Now, if we complete the square on denominator x^2+2x+10, the result is (x^2+2x+1) + 9, or (x+1)^2 + 9. So we have:
Lim_n->inf [12 int (dx / ((x+1)^2 + 9))]. Yes, I know it's time to learn latex.
Letting x+1 = 3tan(ß) gives dx = 3sec^2(ß) * dß. Hence the integral becomes:
12*3 int [sec^2(ß) * dß / (9tan^2(ß) + 9)] = 4 int [sec^2(ß) * dß / (tan^2(ß) + 1)].
Applying the identity tan^2(ß) + 1 = sec^2(ß) leaves 4 int [sec^2(ß) * dß / sec^2(ß) ] = 4 int (dß) = 4ß.

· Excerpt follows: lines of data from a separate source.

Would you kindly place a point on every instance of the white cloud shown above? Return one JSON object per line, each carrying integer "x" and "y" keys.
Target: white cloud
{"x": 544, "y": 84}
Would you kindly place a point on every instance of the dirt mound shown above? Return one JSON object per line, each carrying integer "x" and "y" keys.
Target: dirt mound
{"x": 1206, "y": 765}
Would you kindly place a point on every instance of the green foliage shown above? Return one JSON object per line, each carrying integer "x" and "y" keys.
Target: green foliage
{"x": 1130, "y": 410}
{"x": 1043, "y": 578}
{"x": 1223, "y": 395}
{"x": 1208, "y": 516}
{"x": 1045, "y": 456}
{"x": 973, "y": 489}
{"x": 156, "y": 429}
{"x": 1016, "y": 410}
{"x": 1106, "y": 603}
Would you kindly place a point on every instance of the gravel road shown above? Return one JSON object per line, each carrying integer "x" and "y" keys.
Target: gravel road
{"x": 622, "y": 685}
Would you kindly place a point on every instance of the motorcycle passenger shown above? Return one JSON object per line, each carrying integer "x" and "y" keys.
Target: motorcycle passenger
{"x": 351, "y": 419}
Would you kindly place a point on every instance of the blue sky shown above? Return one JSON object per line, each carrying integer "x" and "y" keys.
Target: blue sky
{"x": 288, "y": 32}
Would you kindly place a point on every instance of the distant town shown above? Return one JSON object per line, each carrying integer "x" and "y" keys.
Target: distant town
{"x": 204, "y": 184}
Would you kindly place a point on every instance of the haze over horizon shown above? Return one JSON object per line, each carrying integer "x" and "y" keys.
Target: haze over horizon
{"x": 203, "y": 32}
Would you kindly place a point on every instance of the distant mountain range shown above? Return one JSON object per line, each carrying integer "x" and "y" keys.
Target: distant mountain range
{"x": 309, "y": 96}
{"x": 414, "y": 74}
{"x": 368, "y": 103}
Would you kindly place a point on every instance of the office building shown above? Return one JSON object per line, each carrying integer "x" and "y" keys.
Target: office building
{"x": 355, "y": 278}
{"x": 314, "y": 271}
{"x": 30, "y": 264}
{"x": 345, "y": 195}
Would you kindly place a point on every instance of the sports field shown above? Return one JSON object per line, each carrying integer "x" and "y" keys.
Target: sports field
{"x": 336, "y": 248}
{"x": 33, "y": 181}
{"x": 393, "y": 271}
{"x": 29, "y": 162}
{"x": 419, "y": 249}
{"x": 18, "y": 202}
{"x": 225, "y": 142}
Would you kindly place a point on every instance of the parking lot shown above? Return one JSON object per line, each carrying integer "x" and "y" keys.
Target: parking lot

Now, recall the substitution x+1 = 3tan(ß). Because the interval on x is [3,n], we can derive an equivalent interval on ß by solving for ß in,
1) 3+1 = 3tan(ß) and 2) n+1 = 3tan(ß). Thus the new interval is [arctan(4/3), arctan((n+1)/3)]. And the integral, i.e., 4ß ; [x=(3,n)] is evaluated as:
4ß ; [arctan(4/3), arctan((n+1)/3)] = 4 * [arctan((n+1)/3) - arctan(4/3)].
I leave the finishing details to you. I'm off to catch up on some sleep.